I . . . yes, reluctantly. I think it was clear by the way I ate the crab puff that it was a gesture of protest.

Sam, on the other hand. Sam took forever to cast because he’s got kind of the opposite problem: he’s the puppy. The idealist. As characters go, idealists are often one-note, righteous, and boring. Sam is a rare exception to the rule, but once again, performance matters a lot here, and Mek and I struggled to come up with an actress we liked in the role, one who could balance moral conviction with Sam’s easy, affable manner.

Maggie Lawson’s name came up because one, she’s hilarious, and two, she’s played non-annoying idealists before, namely Juliet from Psych. Admittedly, Juliet was a little silly when she first came on board, but she quickly became one of the show’s best characters. I can see Maggie Lawson passionately arguing about the importance of education. I can see her snagging a defeated bigot’s crab puff. And I can see her blowing up about how she accidentally slept with a prostitute the night before. These were all key moments for me when it came to casting Sam.

Toby Ziegler

Camryn Manheim

Camryn Manheim

I’m going to make a suggestion that might help you out, but I don’t want this to be mistaken for an indication that I like you.

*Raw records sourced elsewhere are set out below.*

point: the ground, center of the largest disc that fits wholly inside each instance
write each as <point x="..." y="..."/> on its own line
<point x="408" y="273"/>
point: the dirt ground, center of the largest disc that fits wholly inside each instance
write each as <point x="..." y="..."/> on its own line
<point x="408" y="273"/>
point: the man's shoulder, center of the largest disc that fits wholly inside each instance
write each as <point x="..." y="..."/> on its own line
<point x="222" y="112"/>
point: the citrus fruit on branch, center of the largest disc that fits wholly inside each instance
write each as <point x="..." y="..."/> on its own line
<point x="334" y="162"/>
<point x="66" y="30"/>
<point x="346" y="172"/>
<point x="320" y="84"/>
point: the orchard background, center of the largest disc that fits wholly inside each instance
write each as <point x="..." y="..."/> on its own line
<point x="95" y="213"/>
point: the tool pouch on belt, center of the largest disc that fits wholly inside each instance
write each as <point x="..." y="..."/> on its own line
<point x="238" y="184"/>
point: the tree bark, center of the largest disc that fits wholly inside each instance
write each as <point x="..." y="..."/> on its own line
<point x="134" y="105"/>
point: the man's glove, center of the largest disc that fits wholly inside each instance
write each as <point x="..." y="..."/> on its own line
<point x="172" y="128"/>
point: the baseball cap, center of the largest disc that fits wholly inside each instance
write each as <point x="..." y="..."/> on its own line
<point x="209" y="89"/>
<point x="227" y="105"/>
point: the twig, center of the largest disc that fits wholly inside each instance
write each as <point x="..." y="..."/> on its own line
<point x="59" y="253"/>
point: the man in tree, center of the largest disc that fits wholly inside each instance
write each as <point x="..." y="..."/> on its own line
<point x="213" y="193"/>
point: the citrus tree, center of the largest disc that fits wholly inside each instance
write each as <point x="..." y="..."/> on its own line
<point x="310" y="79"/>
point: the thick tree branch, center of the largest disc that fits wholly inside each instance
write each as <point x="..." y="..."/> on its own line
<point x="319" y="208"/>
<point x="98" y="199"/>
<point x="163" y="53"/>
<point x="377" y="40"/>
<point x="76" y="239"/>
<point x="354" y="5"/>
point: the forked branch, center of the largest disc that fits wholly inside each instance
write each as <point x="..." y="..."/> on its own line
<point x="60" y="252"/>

The first thing I ever saw Camryn Manheim in was The 10th Kingdom, and I liked her, but I didn’t fall in love with her until watching Person of Interest where she. Is just. AWESOME. Control is very definitely not Toby, but the role gave me a decent sense of Manheim’s range, and I’m pretty sure gruff, passionate, sharp-as-nails speechwriter is within it.

I’m now imagining “17 People” with Camryn Mannheim facing off against CCH Pounder, and I’m just like, “Holy Jesus, give it to me NOW.”

CJ Cregg

alan tudyk

Alan Tudyk

First of all, you’re wrong. Second of all, shut up. Third: I went to Hoynes with your thing, and he said he wasn’t the one who talked to you, and I believe him and he’s really pissed at me and he’s right. And fourth . . . shut up again.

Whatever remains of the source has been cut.